Suite à l’adoption le 7 novembre dernier par l’Assemblée Nationale de mesures extrêmement dommageables pour les exilé.e.s dans le cadre de la loi de Finances pour 2020, les Etats Généraux des Migrations se lancent dans une campagne d’interpellation des parlementaires, en perspective du vote de cette même loi au Sénat prévu début décembre, et du vote en 2ème lecture à l’Assemblée nationale courant décembre.

Le 7 novembre dernier, l’Assemblée Nationale a adopté, dans le cadre de la loi de Finances pour 2020, des mesures extrêmement dommageables et dramatiques pour les personnes exilé.e.s.

Ces mesures concernent notamment le budget du ministère de la « santé », et prévoient, entre autres, un délai de carence de trois mois pour les demandeurs d’asile avant de pouvoir accéder à la Protection universelle maladie. Est également instaurée, pour certains actes médicaux non urgents, la nécessité d’un accord préalable de la Sécurité sociale pour pouvoir bénéficier de l’AME.

Dans la perspective du vote de la loi de Finances au Sénat prévue début décembre, et du vote en 2nde lecture à l’Assemblée prévu courant décembre, les Etats Généraux des Migrations lancent une campagne d’interpellation des parlementaires.

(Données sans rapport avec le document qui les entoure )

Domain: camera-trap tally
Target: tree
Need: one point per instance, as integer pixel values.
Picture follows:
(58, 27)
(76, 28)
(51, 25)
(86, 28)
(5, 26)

Dans la continuité de la conférence de presse organisée par les EGM le 7 octobre 2019, cette campagne a pour objectif de dénoncer, auprès des élu.e.s, les mesures que le gouvernement demande au législateur d’entériner : à ce titre, les EGM proposent un courrier commun, que les associations et collectifs membres des EGM peuvent transmettre à leurs député.e.s et/ou sénateur.rice.s.

La liste des élu.e.s au Parlement, leurs coordonnées et leurs comptes sur les réseaux sociaux


Plusieurs canaux existent pour contacter vos élu.e.s : il est possible de leur envoyer un courrier, mais également de leur transmettre directement votre message par mail. Ce courrier pourra être couplé d’une interpellation sur leur compte Twitter.

L’association VoxPublic répertorie sur son site web, sous la forme d’annuaires partagés, les coordonnées complètes de vos député.e.s et de vos sénateur.rice.s (adresses des permanences parlementaires, adresses mail des élu.e.s, comptes Twitter). Ce sont des outils précieux que les EGM peuvent utiliser dans leur campagne d’interpellation.

Interpeller les élu.e.s sur Twitter

Les élections européennes avaient déjà été l’occasion, pour les Etats Généraux des Migrations, d’interpeller les candidats sur les réseaux sociaux. Vous retrouverez dans l’article consacré à cette campagne les recommandations pour une première utilisation de Twitter.

Dans le cadre de cette campagne, l’utilisation de Twitter est surtout un moyen d’appuyer votre demande auprès de vos député.e.s et sénateur.rice.s après un envoi préalable par mail ou par courrier.

Une campagne collective d’interpellation sur Twitter fonctionne bien si toutes les personnes qui y prennent part utilisent les mêmes éléments de langage et, surtout, les même mots-dièse (#hashtags). S’agissant de ces derniers, nous vous proposons de mentionner simplement #EGMigrations, ce hashtag permettant d’ancrer la campagne d’interpellation dans les actions des EGM. Il convient également d’interpeller votre interlocuteur.rice en mentionnant son compte Twitter (sous le format @nomdecompte), que vous trouvez dans les annuaires partagés de VoxPublic.

Voici un exemple d’interpellation :

« @nomducompte M./Mme le/la député.e/sénateur.rice, notre association XX membre des #EGMigrations vous a écrit pour stopper loi de Finances restreignant les droits des personnes migrantes. Votre réponse nous importe. »

Effectuer un suivi de la campagne d’interpellation

Pour pouvoir suivre au mieux les avancées de chacun.e dans ce travail, nous vous proposons de compléter, au fur et à mesure de l’envoi de vos courrier, ce tableur partagé. Le format collaboratif de ce document permet un enregistrement automatique et donne la possibilité à chacun.e de le mettre à jour.

Il s’agit d’y indiquer le nom de votre assemblée locale, de votre collectif/association locale ou organisation nationale, le nom du/des parlementaires auxquel.le.s vous envoyez le courrier, et la date de l’envoi.

Dans un second temps, vous pourrez compléter ce tableau collectif en effectuant un suivi : si votre député.e /sénateur.rice vous répond, indiquez le dans le tableau, de même s’il/elle s’est prononcé pour ou contre ces dispositions qui restreignent notamment le droit à la santé des exilé.e.s.